Wednesday, November 7, 2012

A letter to my younger self: concerning hard-hearted friends.

Dear Savannah,

This is the story of how you will learn to love people deeply, but it's not so much a happy one.

You are little when this story starts. An impressionable age. Life will be fun and fresh and filled to the brim with adventure. These are the days that your heart is most soft. These are the days that will callous your heart.

It will start out in innocent, teasing comments. They will say that you're fat. (They are lying, but more on that later.)

At first, you won't care. Their snide comments are just words. Your mother will say that they are simply "insecure", but you won't understand her yet. Instead, you'll tough it up and continue with your friendships.

One day, they won't invite you over to their party. It will hurt because they made a point of specifically not inviting you. This will confuse you before it hurts you.

They will laugh at you. They will tell you that they don't want to hang out with you because your parents are so strict. You will be the odd one out.

They will make fun of you for being homeschooled. They will say you don't "understand" what public school is like. They will say that you're fat and ugly, and when you put makeup on, they will call you a "cake face" and a "slut".

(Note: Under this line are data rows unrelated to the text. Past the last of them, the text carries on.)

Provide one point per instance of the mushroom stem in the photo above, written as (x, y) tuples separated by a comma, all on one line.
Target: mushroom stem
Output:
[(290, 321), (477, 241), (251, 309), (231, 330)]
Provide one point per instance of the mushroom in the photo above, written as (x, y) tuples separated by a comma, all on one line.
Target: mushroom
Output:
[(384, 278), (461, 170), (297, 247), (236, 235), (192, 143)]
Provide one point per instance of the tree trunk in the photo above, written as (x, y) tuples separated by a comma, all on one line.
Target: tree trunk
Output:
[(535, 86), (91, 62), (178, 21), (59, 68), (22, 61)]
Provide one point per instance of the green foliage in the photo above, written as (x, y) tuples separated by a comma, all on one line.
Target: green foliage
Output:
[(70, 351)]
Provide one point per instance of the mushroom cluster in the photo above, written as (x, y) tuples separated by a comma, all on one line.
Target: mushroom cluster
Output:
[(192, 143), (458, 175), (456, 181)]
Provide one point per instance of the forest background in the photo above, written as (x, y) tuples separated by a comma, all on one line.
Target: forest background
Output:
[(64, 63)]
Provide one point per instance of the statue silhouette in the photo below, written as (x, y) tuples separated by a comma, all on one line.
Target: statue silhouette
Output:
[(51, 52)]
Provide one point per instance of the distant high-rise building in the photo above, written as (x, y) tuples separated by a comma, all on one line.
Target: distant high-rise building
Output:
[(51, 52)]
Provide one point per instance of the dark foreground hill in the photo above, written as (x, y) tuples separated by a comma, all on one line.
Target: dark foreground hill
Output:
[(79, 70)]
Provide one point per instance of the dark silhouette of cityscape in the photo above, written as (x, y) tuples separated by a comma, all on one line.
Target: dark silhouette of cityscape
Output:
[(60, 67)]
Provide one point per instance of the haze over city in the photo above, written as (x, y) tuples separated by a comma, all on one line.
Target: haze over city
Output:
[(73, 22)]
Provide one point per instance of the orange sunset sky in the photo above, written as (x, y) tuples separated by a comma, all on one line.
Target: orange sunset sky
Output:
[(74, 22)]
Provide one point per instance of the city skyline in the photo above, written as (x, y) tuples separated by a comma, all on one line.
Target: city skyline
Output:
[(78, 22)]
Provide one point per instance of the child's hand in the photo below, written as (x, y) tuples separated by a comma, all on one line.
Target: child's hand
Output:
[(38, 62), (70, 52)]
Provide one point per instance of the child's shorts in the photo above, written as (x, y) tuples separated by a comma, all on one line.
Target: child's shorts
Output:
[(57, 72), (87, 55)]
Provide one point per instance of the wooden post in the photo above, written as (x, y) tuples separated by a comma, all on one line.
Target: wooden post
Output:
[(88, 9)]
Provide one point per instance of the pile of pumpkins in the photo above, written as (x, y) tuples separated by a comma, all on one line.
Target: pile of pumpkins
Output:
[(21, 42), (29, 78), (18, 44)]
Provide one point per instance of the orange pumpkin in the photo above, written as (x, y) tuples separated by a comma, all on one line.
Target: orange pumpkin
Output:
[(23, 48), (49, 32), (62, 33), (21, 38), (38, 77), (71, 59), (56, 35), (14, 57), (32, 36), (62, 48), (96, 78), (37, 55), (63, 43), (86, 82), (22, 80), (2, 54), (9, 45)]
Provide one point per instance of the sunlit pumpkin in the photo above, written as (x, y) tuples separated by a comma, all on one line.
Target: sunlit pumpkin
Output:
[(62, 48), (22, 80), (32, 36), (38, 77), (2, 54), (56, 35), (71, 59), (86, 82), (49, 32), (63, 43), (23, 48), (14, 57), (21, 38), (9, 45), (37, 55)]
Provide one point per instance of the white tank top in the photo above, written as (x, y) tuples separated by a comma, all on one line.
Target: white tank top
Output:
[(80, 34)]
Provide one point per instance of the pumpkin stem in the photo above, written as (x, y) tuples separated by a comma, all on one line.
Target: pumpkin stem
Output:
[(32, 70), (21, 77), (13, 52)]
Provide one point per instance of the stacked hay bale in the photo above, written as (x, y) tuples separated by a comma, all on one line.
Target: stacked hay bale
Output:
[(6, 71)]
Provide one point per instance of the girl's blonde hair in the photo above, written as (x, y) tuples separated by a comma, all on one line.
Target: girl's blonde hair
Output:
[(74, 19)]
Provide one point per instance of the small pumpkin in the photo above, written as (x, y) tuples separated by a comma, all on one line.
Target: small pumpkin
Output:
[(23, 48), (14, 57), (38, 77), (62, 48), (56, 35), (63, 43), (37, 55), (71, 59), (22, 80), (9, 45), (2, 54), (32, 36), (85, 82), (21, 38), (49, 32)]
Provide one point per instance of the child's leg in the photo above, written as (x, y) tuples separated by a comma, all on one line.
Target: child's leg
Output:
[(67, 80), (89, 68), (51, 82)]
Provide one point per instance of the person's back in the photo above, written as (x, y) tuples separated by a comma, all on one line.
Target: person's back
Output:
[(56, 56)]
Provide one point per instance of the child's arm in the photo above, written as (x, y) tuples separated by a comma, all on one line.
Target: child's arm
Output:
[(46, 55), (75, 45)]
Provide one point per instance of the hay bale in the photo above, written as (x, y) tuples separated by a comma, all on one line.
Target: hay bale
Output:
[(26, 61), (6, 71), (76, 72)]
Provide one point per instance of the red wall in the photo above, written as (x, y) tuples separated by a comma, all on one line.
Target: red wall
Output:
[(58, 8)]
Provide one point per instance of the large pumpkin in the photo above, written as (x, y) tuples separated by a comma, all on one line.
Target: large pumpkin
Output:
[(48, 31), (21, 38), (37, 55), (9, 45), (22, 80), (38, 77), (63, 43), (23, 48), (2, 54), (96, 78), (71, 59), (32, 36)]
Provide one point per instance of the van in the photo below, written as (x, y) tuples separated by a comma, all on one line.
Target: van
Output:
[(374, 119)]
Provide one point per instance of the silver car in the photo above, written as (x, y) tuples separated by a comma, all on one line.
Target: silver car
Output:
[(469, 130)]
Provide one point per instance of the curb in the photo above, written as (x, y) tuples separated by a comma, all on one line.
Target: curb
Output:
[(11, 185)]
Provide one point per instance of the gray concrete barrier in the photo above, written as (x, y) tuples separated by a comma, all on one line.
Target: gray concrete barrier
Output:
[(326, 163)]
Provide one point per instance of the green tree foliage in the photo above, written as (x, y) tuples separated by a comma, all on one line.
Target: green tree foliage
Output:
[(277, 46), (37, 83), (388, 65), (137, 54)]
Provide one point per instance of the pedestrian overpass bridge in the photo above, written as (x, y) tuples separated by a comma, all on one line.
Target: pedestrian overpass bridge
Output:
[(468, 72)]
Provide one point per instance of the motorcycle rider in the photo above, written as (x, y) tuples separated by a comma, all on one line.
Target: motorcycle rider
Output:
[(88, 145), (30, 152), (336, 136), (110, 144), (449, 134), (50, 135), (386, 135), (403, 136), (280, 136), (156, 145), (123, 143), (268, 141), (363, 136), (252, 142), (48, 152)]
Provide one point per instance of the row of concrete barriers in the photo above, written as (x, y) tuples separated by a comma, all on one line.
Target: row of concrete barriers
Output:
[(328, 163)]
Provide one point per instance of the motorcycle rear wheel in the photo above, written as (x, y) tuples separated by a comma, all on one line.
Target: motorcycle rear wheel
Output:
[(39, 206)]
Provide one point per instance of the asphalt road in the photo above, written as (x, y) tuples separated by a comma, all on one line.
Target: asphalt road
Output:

They will make up stories about you. In those stories, you will always be the slut. You will always be the tattle-tale. You will always be the one without self-control around food. You will always be the undesirable.

You will come home crying every Wednesday night and Sunday morning. You will develop eating disorders. Your blue eyes will start to look like "dirty sea water". Your hips will become "love handles" and your stomach will be the object of much poking and prodding. You will not respect yourself. You will begin to hate yourself.

This is why you will learn to love so deeply.

After many years, you will be able to understand your mother's words. They are insecure. This is why they are so unbearably cruel to you. You are untainted. Happy without much reason. They cannot understand you. People destroy what they cannot understand.
Remember this always.

You will come to a point in your life where you have two choices - two paths.

On the one hand, you can continue this cycle of pain. Stay bitter. Harden your heart. Treat others with that same sharpness that you were beaten down with. Be cruel. Destroy what you can no longer understand.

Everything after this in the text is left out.